Purpose of second partition in /dev/xvdc?

skyvine · March 1, 2024, 12:26am

I’m looking at the simple init script which might be run on boot in a VM (the relevant alternative being the full_cow_setup script, but the differences between the code that I am looking at are superficial aside from the udev setup which occurs at the very end of qubes_cow_setup.sh and does not appear in simple.sh). In particular, this snippet is confusing when I look at the actual state of my running VMs:

if [ `cat /sys/class/block/$ROOT_DEV/ro` = 1 ] ; then
    echo "Qubes: Doing COW setup for AppVM..."

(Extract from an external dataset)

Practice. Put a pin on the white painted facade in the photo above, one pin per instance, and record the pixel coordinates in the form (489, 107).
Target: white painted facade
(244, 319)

    while ! [ -e /dev/xvdc ]; do sleep 0.1; done
    VOLATILE_SIZE_512B=$(cat /sys/class/block/xvdc/size)
    if [ $VOLATILE_SIZE_512B -lt $SWAP_SIZE_512B ]; then
        die "volatile.img smaller than $SWAP_SIZE_GiB GiB, cannot continue"
    fi
    /sbin/sfdisk -q /dev/xvdc >/dev/null <<EOF
xvdc1: type=82,start=1MiB,size=${SWAP_SIZE_GiB}GiB
xvdc2: type=83
EOF
    if [ $? -ne 0 ]; then
        echo "Qubes: failed to setup partitions on volatile device"
        exit 1
    fi
    while ! [ -e /dev/xvdc1 ]; do sleep 0.1; done
    /sbin/mkswap /dev/xvdc1
    while ! [ -e /dev/xvdc2 ]; do sleep 0.1; done

    echo "0 `cat /sys/class/block/$ROOT_DEV/size` snapshot /dev/$ROOT_DEV /dev/xvdc2 N 16" | \
        /sbin/dmsetup create dmroot || { echo "Qubes: FATAL: cannot create dmroot!"; exit 1; }
    /sbin/dmsetup mknodes dmroot
    echo Qubes: done.
else
    echo "Qubes: Doing R/W setup for TemplateVM..."
    while ! [ -e /dev/xvdc ]; do sleep 0.1; done
    /sbin/sfdisk -q /dev/xvdc >/dev/null <<EOF
xvdc1: type=82,start=1MiB,size=${SWAP_SIZE_GiB}GiB
xvdc3: type=83
EOF
    if [ $? -ne 0 ]; then
        die "Qubes: failed to setup partitions on volatile device"
    fi
    while ! [ -e /dev/xvdc1 ]; do sleep 0.1; done
    /sbin/mkswap /dev/xvdc1
    ln -s ../$ROOT_DEV /dev/mapper/dmroot
    echo Qubes: done.
fi

Based on the “comments” (echo mesages at the top of each conditional block) I would expect that an AppVM would have a /dev/xvdc2 and that this is related to the mechanism that allows root to be writable without writing back to the template VM or copying every file on boot. Basically, I would expect that /dev/xvdc2 contains the changed files which are used instead of the original filesystem when they exist. I would also expect that template VMs have a /dev/xvdc3 and the symlink is set up only so that other modules don’t have to care about whether they are in a template VM or AppVM - they can just use /dev/mapper/dmroot either way.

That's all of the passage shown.